Saturday, May 09, 2015

To life, to life, l'chaim, life has a way of confusing us, blessing and bruising us

Eighteen years ago today, I went on a blind date with a guy my chiropractor had set me up with.  We decided to go hiking up in north Georgia, and we took my dog Floyd.

I don't remember the guy's name or what he looked like, but I knew I would never see him again because of this exchange:

TOOL:  So, how was your week?  Anything exciting happen in your life?
ME:  Actually, it did.  I became an aunt for the first time.  My brother and his wife had a baby today.
TOOL:  Really?  That's great!  Is it a boy or a girl?
ME:  They had a little girl.  Her name is Emma.
TOOL:  Aw, that's too bad.
ME:  What?  What are you talking about?
TOOL:  Well, guys don't ever really want daughters.  Guys really want sons.
ME:  That's ridiculous.  They're thrilled to have a little girl.  The whole family is.

I had a good time on the hike because it was a beautiful day and Floyd was always good company, but I pretty much ignored my date for the rest of the day because I found him so insufferable.

Emma's arrival into the family was a day to be celebrated, and even though we only got her for 17 years, I'll never stop celebrating this day.
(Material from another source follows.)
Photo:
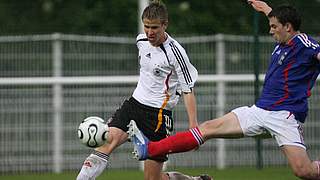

But the first one is so hard.  For the past few weeks, today's date has been looming.  We've all been strapped to the front of a hurtling cannonball, heading toward the side of a hard, rock-strewn mountain with no way to avoid the crash.

I've been crying, off and on, for what feels like forever.

I know that eventually, the grief won't be quite as raw.  It will never go away, but at a certain point, constantly feeling like your insides have been scooped out isn't sustainable.  There are children to raise, jobs to be done, experiences to be enjoyed.  Life has to be lived.  Emma knew that, and it would be a dishonor to her memory to let her death be an excuse for not living as fully as possible.

In Judaism, the number 18 has special significance, because the numerical values of the Hebrew letters that spell the word "chai" (pronounced with a hard gutteral "ch," not like the spiced tea) - life -  add up to the number 18.  Eighteen is the number of celebrating life.

I'm trying very hard to remember that today.

1 comment:

  1. I'm so sorry, Wendy. Birthdays are terribly painful, and her life was cut so, so unfairly short. Big huge hugs and lots of love to you.